Predictions and experimental results of the perturbation of the size of limited enzyme pools during growth using a mixture of EFMs.
In the cost vector plots, panels a) and b), the red vector denotes the optimal solution in the unperturbed organism. Upon experimental perturbation, the available area in constraint space can change, indicated by the shaded grey areas. The green, blue, and grey vectors show the new optimal solutions under increasingly strong perturbations. The predicted effect on the flux through the acetate branch is shown in panels c and d). a,c) Analysis of perturbations that tighten both protein pools with the same amount shows that flux and growth rate will decrease proportionally, as observed experimentally (e)) for the overexpression of LacZ on different carbon sources (data from Basan et al. [4]). b,d) Perturbations that tighten an enzyme pool that is mostly used by one EFM (here denoted by CO2) initially cause an increase in flux through the other EFM in the mixture(Ac). Eventually, at stronger limitations, this flux also decreases. f) This behaviour is observed, a.o., for translation inhibitor experiments using chloramphenicol (S1 Appendix Section 7).
Fig 6.
Under-utilization of enzymes and co-consumption can be understood with our kinetic, constrained-based approach.

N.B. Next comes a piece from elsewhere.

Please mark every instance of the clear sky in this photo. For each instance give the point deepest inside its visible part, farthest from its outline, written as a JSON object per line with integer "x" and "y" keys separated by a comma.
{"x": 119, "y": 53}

a) Model simulations of the metabolic switch of L. lactis are shown (dashed lines), along with experimental data from [44]. The flux predictions for both pathways are expressed as a fraction of the total flux through both pathways. Enzyme concentrations are normalized to the concentrations at a growth rate of 0.15 and then log-scaled. The model reproduces the switch from mixed-acid to homolactic fermentation at constant enzyme concentrations, because of its consideration of enzyme kinetics. Details of this model are described in S3 Appendix. To obtain a perfect fit with the data, a larger model should be invoked, but this is beyond the scope of this paper. We emphasize that protein concentrations can remain constant while pathway usage changes. b) An example is shown of a metabolic network with EFMs that use either succinate or xylose (orange and blue circles respectively), and an EFM (green circles) that uses two carbon sources. Grey squares denote products that are essential for cell growth. The co-consumption EFM can synthesize one cell component with succinate, and the other with xylose. The reaction that connects the upper and lower parts of the network therefore becomes inessential. This leads to a possible reduction in protein costs and therefore to a growth rate advantage. We indeed measured a growth rate increase by the co-consumption of succinate and xylose, as shown in the inset in which different biological replicates are indicated with different points. Results of the other combinations that were tested can be found in S4 Appendix.